Kata Ansy, seharusnya reshuffle kabinet dilakukan dengan berdasarkan pada urgensi atau kebutuhan yang mendesak.
Baca juga: Baru 1,5 Tahun Jadi Presiden, Prabowo Sudah Lakukan Reshuffle 5 Kali, Setara Dua Periode Era SBY
Ia juga mengingatkan, posisi jabatan yang di-reshuffle semestinya diisi oleh tokoh yang benar-benar kompeten untuk mengatasi isu paling mendesak di dalam negeri.

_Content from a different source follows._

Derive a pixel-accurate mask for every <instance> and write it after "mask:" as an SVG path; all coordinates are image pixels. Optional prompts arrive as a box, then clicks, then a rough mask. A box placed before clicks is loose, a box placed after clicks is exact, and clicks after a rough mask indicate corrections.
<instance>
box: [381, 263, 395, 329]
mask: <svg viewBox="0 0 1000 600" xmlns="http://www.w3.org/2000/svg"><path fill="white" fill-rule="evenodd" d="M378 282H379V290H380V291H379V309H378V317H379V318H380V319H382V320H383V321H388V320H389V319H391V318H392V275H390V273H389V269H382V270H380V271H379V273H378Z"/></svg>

Hal ini disampaikan Ansy Lema saat menjadi tamu dalam program Prime Plus with Bram Herlambang yang diunggah di kanal YouTube CNN Indonesia, Selasa (28/4/2026).
"Yang pertama kami menghormati, menghargai hak prerogatif presiden. Presiden yang mengerti persoalan internal di kabinet," tutur Ansy.
"Tetapi, kalau boleh PDI Perjuangan memberikan catatan, tentu reshuffle itu harus berbasiskan kebutuhan yang paling mendesak dan sosok-sosok yang mengisi jabatan yang di-reshuffle itu harus betul-betul memiliki kompetensi. Bahkan, kompetensi teknokratis."
Selanjutnya, Ansy menyoroti permasalahan yang dihadapi oleh bangsa Indonesia saat ini, seperti pengangguran, tingginya angka kemiskinan, hingga permasalahan ekonomi.
"Apa masalah yang bangsa ini hadapi hari ini? Yang pertama, pasti pengangguran, berarti kita harap akan ada penciptaan lapangan pekerjaan," papar politisi bernama lengkap Yohanis Fransiskus Lema tersebut.